Housing Vermont
- Company type: Non-Profit
- Industry: Affordable housing
- Founded: 1988
- Headquarters: Vermont, United States
- Area served: Vermont
- Key people: Andrew Broderick
- Products: Affordable housing
- Website: http://www.hvt.org/home

= Housing Vermont =

American not-for-profit syndication and development company

Housing Vermont is a not-for-profit syndication and development company founded in 1988. It creates rental housing intended to be permanent and affordable for Vermonters through partnerships with local organizations, public agencies and the private sector. It has produced more than 4,000 apartments in 131 different developments. It is headquartered in Burlington, Vermont.
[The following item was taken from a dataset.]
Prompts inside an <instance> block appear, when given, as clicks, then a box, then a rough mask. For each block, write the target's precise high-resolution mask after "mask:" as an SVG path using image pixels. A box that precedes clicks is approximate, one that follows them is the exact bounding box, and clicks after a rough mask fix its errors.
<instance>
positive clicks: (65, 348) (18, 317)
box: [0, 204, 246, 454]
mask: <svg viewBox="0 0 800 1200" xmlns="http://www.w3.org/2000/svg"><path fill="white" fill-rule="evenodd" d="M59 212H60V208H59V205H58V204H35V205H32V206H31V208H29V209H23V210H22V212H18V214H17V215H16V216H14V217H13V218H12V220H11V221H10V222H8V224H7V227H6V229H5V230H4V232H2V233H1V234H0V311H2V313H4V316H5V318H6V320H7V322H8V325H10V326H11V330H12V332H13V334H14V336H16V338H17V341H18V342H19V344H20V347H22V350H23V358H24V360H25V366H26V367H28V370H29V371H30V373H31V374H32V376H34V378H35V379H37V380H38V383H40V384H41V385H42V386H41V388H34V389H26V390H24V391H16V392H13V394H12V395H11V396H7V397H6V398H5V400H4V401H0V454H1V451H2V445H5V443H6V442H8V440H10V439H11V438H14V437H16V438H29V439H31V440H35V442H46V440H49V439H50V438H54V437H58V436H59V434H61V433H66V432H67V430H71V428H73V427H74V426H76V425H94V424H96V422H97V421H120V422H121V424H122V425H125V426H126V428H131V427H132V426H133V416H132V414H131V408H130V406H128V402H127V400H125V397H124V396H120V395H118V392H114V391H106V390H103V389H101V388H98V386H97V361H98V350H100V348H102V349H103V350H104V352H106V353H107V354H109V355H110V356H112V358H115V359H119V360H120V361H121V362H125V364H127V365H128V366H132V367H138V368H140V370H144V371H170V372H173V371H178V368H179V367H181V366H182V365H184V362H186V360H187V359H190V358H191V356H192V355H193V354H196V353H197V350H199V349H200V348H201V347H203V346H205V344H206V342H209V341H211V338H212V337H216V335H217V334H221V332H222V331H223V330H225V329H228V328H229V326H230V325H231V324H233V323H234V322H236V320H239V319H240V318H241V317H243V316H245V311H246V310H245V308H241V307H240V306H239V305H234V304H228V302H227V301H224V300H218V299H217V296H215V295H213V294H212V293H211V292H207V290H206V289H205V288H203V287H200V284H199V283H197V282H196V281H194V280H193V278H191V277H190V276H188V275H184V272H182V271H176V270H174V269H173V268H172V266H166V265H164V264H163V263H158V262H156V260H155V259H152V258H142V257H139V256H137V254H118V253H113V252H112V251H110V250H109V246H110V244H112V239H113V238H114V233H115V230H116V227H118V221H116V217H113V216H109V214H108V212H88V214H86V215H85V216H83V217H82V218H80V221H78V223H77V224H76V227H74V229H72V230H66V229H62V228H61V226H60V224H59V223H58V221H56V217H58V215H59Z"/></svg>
It is Vermont’s largest developer of affordable housing.

==History==
In 2009, it employed 100 people.

==Funding==
As of 2008, it had raised $163 million for its projects.

In 2003, Housing Vermont formed the Green Mountain Housing Equity Fund with a total investment of $14 million from nine investors. The Fund’s dollars were spread out over nine projects and it provided an internal rate of return of 7.75%. This allowed the agency to finance projects in which it was not the co-developer.

Green Mountain Housing Equity Fund II was created in 2005 with total capital of $22 million. In all, commitments were made to seven developments, which created 232 new homes.

The agency's third offering closed in 2007 with a total investment of $25 million.

==Organization==
It has 16 managers for its properties, including the Vermont State Housing Authority. There are developments in all of Vermont's 14 counties.

It is managed by an 11-member board of directors. It has a staff of 21. It has a budget of nearly $3 million.

Key people include:
- President - Andrew Broderick. Salary - $102,700
- Vice President - Kathleen Cannon. Salary - $88,000.
- Vice President - Kenn Sassorossi. Salary - $80,100
- Vice President - Nancy Owens. Salary - $65,603.